The annual Territorial Cup battle between the Arizona Wildcats and Arizona St. Sun Devils is just a few short days away. Both schools are currently in the midst of a culture change with new head coaches, and this first season has been quite successful for both teams.
SB Nation Arizona will be previewing all aspects of the 2012 Territorial Cup. Up first: what has changed with the new coaching regimens? ASU contributor Cody Ulm and UA contributor Scott Coleman weighed in on the question.
Cody Ulm: Although the results aren't exactly eye-popping quite yet, Todd Graham has already done wonders for this program. And for me, there's one stat that tells the whole tale: six of ASU's top-10 least penalized games since 2006 have come under Graham's leadership this season.
Long gone are the uninspired, temperamental Sun Devil teams of Dennis Erickson. Fans are now treated to a disciplined, motivated product on the field every week. And once the talent catches up with that strong mentality, I think maroon and gold nation could be in for a treat.
Graham has already made it clear that he believes it will take two to three years to get his team operating at the speed he desires so it will be interesting to see if he can get the necessary pieces to his high-octane puzzle.
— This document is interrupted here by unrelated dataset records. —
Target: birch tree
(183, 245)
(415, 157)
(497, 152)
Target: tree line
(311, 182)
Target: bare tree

Graham and his staff have already won some important Arizona recruiting battles though and a bowl game appearance in his first year should only further ASU's standing in the state.
As for his impact off the field, Graham has done basically every conceivable thing in his power to build excitement in this program. Whether it his weekly radio show appearances or the new traditions he's building such as throwing the game ball in the stands, it's clear he's being proactive in reaching out to the fans and restoring ASU's image.
Of course, all his proactive efforts could instantly be undone if Graham decides to jump ship yet again once all the heads start rolling and some attractive job openings begin popping up around the NCAA. But I truly believe that CTG wants to turn this program into a Pac-12 powerhouse and I think he's done all the necessary moves in the first year to get ASU heading in the right direction.
Scott Coleman: Rich Rodriguez has taken a team full of unexperienced, undersized and out-of-position players, put it into a magic blender and squeezed out seven wins so far. It hasn't always been a pretty ride, but it sure has been a fun one.
The most notable change is on offense. Under Mike Stoops, the promise of a dynamic air-raid offense was never truly fulfilled. Instead of utilizing the talent on the roster, Stoops and the offensive staff refused to go away from wide receiver screens and halfback draws. Under Rodriguez, the school has a 3,000 yard passer (Matt Scott), an 1,000 yard rusher (Ka'Deem Carey) and an 1,000 yard receiver (Austin Hill). That's the first trio in history to accomplish that at UA. That's the balance Arizona has yearned for for years and has finally received under the new staff.
The 3-3-5 defensive scheme is still foreign to most Wildcats, although it's easy to see why it can be so successful when it run by the right personnel. The defense this season has been pretty bad, but once Rodriguez and the defensive staff are able to get their foot in the ground on the recruiting trail, I have little doubt the defense will get back to passable levels.
Perhaps the thing that has changed most in Tucson and with UA supporters everywhere is this: Rodriguez has brought excitement back to Arizona Stadium. There is a legitimate hunger to make our program elite.
This is a town that absolutely loves -- and will continue to love -- their basketball program. While I don't think coach Sean Miller will be taking a backseat to anyone anytime soon, Saturday afternoons are beginning to demand the attention of the Wildcat faithful. I'm not sure we could ever say that when Stoops was in town.